Fahrten aufs Land gehören durchaus zum Erzählprogramm, und so sind wir nicht entmutigt, als Selysses und Clara sich in der Gegend von Hingham auf Wohnungssuche begeben. Die beiden sind aber bereits verheiratet, Modianos Augenblick ist verpaßt. Clara allerdings hat einen unverfälschten Modianoaugenblick, als sie eines Nachmittags kurzerhand einfach ein Haus kauft, sorglos in Fragen der Finanzierung.
Je n'avais vu personne depuis plusieurs semaines. Ceux auxquels j'avais téléphoné n'étaient pas rentrés de vacances: Ich habe in den Tagen mit niemanden ein Wort gewechselt und auch Telephonnummern vergeblich ausprobiert. Die Personen, mit denen ich unter Umständen hätte reden können, waren alle auswärts und auch durch das längste Läutenlassen nicht herbeizubringen. - Fast schon eine Übersetzung, soviel Übereinstimmung läßt hoffen, und dabei bleibt es nicht. Wie Modianos Helden hat Selysses alle Stricke zum bisherigen Leben gekappt, der Umgang mit den Büchern ist ähnlich nonchalant, mal blättert er in Grillparzers Reiseerinnerungen, die er irgendwo aufgegriffen hat, mal im Beredten Italiener, von dem man nicht weiß, wie er in seine Tasche geraten ist, offenbar ist er auch selbst literarisch tätig. Das junge Mädchen mit der bunten Jacke im Zug nach Mailand erfüllt alle Voraussetzungen für die weibliche Hauptrolle, daß er sie am Bahnhof ziehen läßt, entspricht der Regel, nun aber müßte er alles daransetzen, sie in der großen Stadt wiederzufinden. Das unterbleibt. Ohnehin sieht man einen vierzigjähriger Schauspieler in der Rolle eines Zwanzigjährigen, eine Besetzungsmodalität, die in Hollywood durchaus vorkommt, man denke an den jungen Rechtsanwalt James Steward in Liberty Valence, der den größten Teil des Films bestreiten muß, bevor er dann endlich wieder, wie bereits in der Eingangsszene, der schon erheblich in die Jahre gekommene Senator Ransom Stoddard sein darf. Einen guten Eindruck hinterläßt das nicht immer.

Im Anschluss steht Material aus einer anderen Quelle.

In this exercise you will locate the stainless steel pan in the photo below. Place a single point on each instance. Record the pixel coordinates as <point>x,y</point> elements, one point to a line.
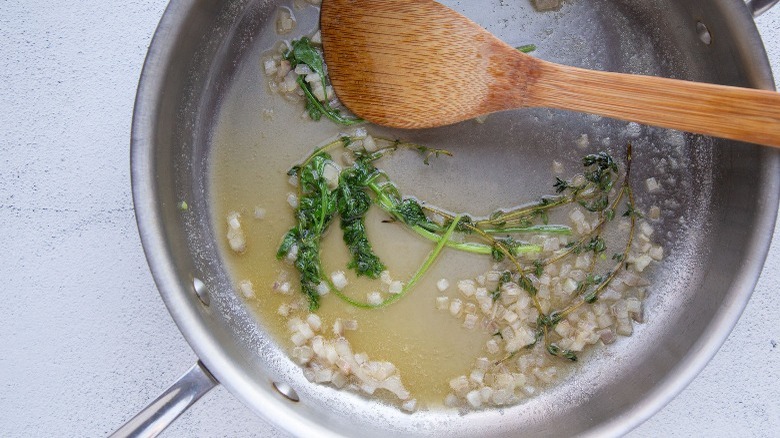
<point>721,201</point>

Vielleicht eignet sich der noch junge Austerlitz, in mancher Beziehung Selysses Doppelgänger, besser. Das nächtliche London durchstreift er allein, in Paris aber lernt er Marie kennen im Rahmen einer Szene, die nahezu ungeschnitten übernommen werden kann. An diesem Tag ist es gewesen, daß Marie, die wie er in der Dokumentensammlung arbeitete, ihm einen Kassiber zuschob, mit dem sie ihn einlud auf einen Kaffee. In dem Zustand, in dem er sich befand, gab er sich keine Rechenschaft über die Ungewöhnlichkeit ihrer Handlungsweise, deutete vielmehr nur mit wortlosem Kopfnicken sein Einverständnis an und ging mit ihr durch das Stiegenhaus und über den inneren Hof auf die Bibliothek hinaus, durch einige der an diesem frischen Morgen von einer angenehmen Luft durchwehten Gassen bis hinüber zum Palais Royal, wo die beiden dann lange unter den Arkaden gesessen sind. Es folgen gemeinsame Spaziergänge durch Paris, ein Ausflug nach Marienbad, alles wie vorgesehen. Wie es die Regeln erfordern, verliert er Marie und begibt sich, weiterhin regelkonform, viele Jahre später auf die Suche nach ihr.

Zusammenfassend läßt sich sagen: Die Teilnahme am Castingverfahren wäre nicht aussichtslos, die Idealbesetzung für ein neues Buch des Nobelpreisträgers aber ist Selysses nicht.